Why have tech funds attracted money for ten straight weeks?
Tech funds pulled in $7.05 billion in the week, extending their streak to ten consecutive weeks of net inflows.
In plain terms = when the market dipped, capital didn't flee tech — it bought more. The bet: the AI-driven rally still has room to run.
UBS Global Wealth Management CIO Mark Haefele said: "For investors who may be underweight the AI supply chain, selectively adding on weakness may be reasonable — underlying indicators of AI demand remain fairly strong."
Financials and industrials also drew inflows of $624 million and $545 million respectively, but at a fraction of tech's scale.
Which regions are gaining capital, and which are losing it?
European equity funds took in $6.74 billion; Asian equity funds, $6.37 billion — both firmly positive.
U.S. equity funds posted a net $12.57 billion outflow, turning negative for the first time in three weeks.
This means → global capital is not "all-in on the U.S." — it is rotating toward Europe and Asia. That doesn't contradict tech's streak: tech is a sector call, not a U.S.-market call.
Why does emerging-market money keep leaving?
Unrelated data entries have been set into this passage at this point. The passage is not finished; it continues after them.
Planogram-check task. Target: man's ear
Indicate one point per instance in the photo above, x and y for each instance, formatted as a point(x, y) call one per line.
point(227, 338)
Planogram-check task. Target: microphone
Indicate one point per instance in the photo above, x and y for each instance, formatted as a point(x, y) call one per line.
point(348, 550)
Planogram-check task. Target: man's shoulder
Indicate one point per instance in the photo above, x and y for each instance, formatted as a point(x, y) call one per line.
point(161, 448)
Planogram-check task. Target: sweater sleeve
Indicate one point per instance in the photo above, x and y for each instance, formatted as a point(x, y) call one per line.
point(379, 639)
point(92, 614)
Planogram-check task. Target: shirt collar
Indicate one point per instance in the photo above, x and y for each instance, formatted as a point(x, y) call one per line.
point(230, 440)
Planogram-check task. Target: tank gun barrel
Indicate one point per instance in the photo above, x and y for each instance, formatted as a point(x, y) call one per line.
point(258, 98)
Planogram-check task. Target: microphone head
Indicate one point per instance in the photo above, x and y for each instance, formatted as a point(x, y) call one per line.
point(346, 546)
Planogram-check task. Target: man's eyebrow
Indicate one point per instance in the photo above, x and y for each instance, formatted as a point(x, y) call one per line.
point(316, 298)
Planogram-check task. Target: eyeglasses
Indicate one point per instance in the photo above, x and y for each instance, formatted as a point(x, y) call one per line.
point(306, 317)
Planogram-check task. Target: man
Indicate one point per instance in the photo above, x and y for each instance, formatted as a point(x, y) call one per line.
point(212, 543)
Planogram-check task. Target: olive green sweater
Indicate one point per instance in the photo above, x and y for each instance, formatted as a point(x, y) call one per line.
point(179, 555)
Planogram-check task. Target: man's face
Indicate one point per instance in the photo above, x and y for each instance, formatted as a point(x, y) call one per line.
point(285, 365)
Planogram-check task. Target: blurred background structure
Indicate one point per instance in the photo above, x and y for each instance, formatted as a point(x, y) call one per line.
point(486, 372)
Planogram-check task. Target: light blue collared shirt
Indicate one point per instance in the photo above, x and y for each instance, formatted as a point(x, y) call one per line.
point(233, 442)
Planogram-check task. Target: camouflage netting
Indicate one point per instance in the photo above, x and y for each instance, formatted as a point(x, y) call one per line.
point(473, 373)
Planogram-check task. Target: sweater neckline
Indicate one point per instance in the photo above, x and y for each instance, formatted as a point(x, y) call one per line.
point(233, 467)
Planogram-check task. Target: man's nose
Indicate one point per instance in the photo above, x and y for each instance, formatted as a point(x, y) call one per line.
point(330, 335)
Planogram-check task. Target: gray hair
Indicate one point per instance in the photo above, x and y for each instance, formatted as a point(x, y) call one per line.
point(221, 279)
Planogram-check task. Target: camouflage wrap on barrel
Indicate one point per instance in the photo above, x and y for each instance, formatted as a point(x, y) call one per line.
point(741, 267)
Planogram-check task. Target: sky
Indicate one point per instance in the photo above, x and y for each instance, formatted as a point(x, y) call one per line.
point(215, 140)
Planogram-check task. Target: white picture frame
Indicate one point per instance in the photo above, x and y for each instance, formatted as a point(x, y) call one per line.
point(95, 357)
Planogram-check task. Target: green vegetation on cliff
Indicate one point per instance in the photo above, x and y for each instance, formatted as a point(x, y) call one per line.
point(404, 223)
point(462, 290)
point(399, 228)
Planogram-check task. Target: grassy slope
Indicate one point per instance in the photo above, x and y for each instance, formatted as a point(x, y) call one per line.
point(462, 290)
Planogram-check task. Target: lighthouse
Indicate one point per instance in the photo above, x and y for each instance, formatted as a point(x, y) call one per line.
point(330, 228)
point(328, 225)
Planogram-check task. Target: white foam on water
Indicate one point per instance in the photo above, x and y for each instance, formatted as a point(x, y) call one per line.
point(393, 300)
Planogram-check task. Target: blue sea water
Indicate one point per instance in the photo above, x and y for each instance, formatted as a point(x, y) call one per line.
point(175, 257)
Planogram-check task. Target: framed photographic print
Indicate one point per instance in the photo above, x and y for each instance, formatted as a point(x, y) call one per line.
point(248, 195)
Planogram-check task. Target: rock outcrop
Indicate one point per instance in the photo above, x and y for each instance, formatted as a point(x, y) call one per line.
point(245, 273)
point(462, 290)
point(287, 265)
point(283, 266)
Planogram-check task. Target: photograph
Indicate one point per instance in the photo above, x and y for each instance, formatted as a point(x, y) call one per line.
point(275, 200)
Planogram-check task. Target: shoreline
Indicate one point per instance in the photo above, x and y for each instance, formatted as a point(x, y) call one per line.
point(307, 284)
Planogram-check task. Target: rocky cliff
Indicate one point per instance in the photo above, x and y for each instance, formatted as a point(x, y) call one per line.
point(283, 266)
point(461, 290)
EM equity funds shed $3.4 billion; EM bond funds lost $944 million — both marking a seventh straight week of outflows.
In plain terms = tech's ten-week inflow streak and EM's seven-week outflow streak are near mirror images. Capital has made a clear choice between "AI certainty" and "EM risk."
The dataset covers 28,937 funds, a sample large enough to reflect the broader trend.
What are bonds and money markets doing?
Global bond funds drew $18.27 billion, their tenth consecutive week of inflows. Short-term bond funds alone attracted $6.7 billion, the largest weekly haul in three weeks.
Money-market funds saw $18.21 billion in net outflows, reversing the prior week's massive $154.64 billion inflow.
This reflects a shift out of the "parking lot" (money markets) and into bonds and equities — risk appetite is rising at the margin.
Gold and precious-metals funds lost $1.86 billion, their fourth straight week of outflows — safe-haven demand is fading.
Content is for reference only, not financial advice.